Short back and long bangs, but our barber never got it right.
Gentile’s place—you know it. Two leather chairs, mirror,
clipper, newspaper, radio on low, everything lit in one hue.
I’d bring my GQ photo. What the hell kind of hairstyle is that?
Self-knowledge was always knowledge of what I was not.
In my native buzz-cut, I bummed around Chabanel’s neo-realist lots.
Its loading docks and sweatshop façades true dead ringers
for their film-set selves, later made famous by my handheld shot
of factory women running in rain to catch the 121 after work.
Such perfectly cast amateurs: transparently simple, scarcely acting.
Born there, but never local enough to play the part,
I tried to look busy in that open-air theatre of storm clouds and asphalt.
We all did. We danced to soundtracks taped off CHOM.
Chose “Beh” over the thee and thou of “I see your point.”
Studied the sitcoms, plagiarists of inner-city high fives.
Even our doors were class conscious: fake-grained, pretend-cut
from the knot of some oak. Critics called us an intelligent contribution
to the working-class genre, a landmark of contrapuntal clichés:
the southerly effect of washing on lines, tomato gardens;
the northerly effect of strip clubs, warehouses, high-rises.

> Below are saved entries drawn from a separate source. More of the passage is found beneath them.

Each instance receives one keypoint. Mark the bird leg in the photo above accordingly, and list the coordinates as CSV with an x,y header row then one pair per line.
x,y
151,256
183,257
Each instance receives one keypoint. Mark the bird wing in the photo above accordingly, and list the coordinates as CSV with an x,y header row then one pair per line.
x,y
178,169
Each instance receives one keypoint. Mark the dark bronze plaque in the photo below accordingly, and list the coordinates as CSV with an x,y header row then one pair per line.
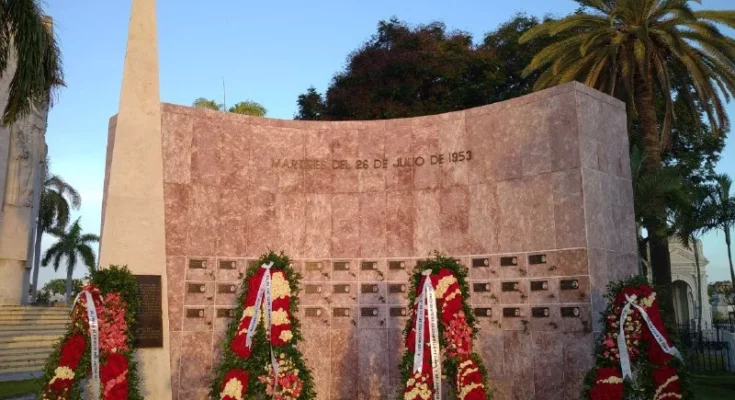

A stomping ground that never lost the feel of being the place
where bad weather always chewed up our shooting time,
where Québécois girls were eager body doubles for the nice daughters
we later married, where alleyways obliged our alter egos
to make good their escape, our mothers calling.
I put in long hours shadowing myself as I walked the tracks,
stopping to let the trains go by—always a five-minute
footage of freight cars, each one empty. I wanted the real thing
at work in real time for that foredefeated mood—artistically crude, yes,
but how much more genuine! Cut to the angry young man
shouting taunts from the overpass. Early Truffaut
chasing late Rossellini. I once found a watch still ticking, and left it.